高校時代の夏休み

早や立秋を過ぎた。暑い々々と不平を言っているうちに、気が付けばあっという間に年末になってしまうことだろう。ましてや孫たちの夏休みなんぞは、それこそ一瞬にして幕になる筈。彼らの顔を見ることも少なくなっているので、どうしていることやらと気になってしまう。上の孫はもう高校2年生、それこそ受験勉強を意識してもおかしくない年頃である。我が高校時代は学習塾なるものが無かったので、中学時代に東京に転校した学力優秀な友人が態々帰省し、戸隠の宿坊に籠って受験勉強していたことを思いだした。
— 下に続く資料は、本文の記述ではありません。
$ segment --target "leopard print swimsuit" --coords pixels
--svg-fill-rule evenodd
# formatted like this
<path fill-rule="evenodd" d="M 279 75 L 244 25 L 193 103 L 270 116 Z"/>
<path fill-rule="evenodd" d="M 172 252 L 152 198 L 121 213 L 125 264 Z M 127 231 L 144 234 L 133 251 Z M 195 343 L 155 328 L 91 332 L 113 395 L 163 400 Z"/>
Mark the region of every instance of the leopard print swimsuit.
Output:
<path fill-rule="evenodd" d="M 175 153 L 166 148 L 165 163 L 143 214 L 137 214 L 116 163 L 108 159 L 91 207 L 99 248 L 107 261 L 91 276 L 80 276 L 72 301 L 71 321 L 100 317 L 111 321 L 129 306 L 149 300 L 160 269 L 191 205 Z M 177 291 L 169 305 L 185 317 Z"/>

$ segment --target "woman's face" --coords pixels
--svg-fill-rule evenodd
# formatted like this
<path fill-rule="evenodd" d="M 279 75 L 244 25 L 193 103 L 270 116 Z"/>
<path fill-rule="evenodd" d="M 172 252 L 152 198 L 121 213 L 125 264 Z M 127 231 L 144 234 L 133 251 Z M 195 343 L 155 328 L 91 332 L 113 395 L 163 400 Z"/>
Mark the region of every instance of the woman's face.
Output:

自分のことはなかなか思い出せないが、やっと思い出した。高2の夏休みは志賀高原の国立公園管理事務所で管理員の仕事の手伝いをしていた。と言っても雑用係で、午前中たまには書類の整理などがあったが、殆ど毎日のように冬籠りの準備で、薪の原料を買出しに山奥にトラックで行ったり、買ってきた木を引いたり割ったりする肉体労働がメインだったような気がする。それでも自由時間がたっぷりあったので、志賀高原の山々を友人知人のガイドのような形で随分歩くことが出来た。

家を出る時、荷物の中に勉強道具を詰め込んだものの、結局一度も開かずに帰宅したことを思い出した。孫の話に戻ると、昨夜の会話だが「いよいよ来年には3年生、少しは進学のこと考えているのか?」と聞くと、婆さん曰く「さあ、どうなんでしょうね。彼が遊び回っているとは聞かないけれど、勉強しているとも聞かないわ。なんて言っても親が親だからねぇ。」「一体、どういう意味だ?」孫が家でぐだ々々しているのを見て、娘がこう言ったらしい。「勉強したくないなら無理に勉強なんかしなくてもいいし、大学なんかも行かなくていいよ。専門学校と言う道もあるし。」これじゃ子供が勉強する訳ないな。

他人の勉強を気にする柄ではないが、伝統的に勉強が嫌いなのは困ったものだ。小生の場合、子供の教育は全面的に女房任せだったこともあり、たまたま娘二人だけだったので、大学進学については何にも心配していなかった。結果、上の娘は4年制大学に進学、現在孫が進学問題に近づいている下の娘は短大に進むことが出来た。婆さんに聞いてみると、婆さんも進路について喧しいことは何も言わなかったみたいだ。勿論、二人とも塾通いなんてことは全く縁が無かった。

娘の場合はそれで良いかもしれぬが、男はそれで良いのか?少し気になるので婆さんと話をしてみると、それで良いのだそうだ。今や大学が雨後の筍のように増えているので、余程の馬鹿でない限り、大学出の肩書だけだったらどうにかなってしまうだろう。しかしそんなことにどれほどの意味があると言うのか?訳の分からぬいい加減な大学を出るより、専門学校の方が余程潰しが利きそうだ、との娘の考え方にも一理がありそうだとのこと。

成程そんなものかね、と、何処まで行っても教育について口を出すことが出来ないことが分かった。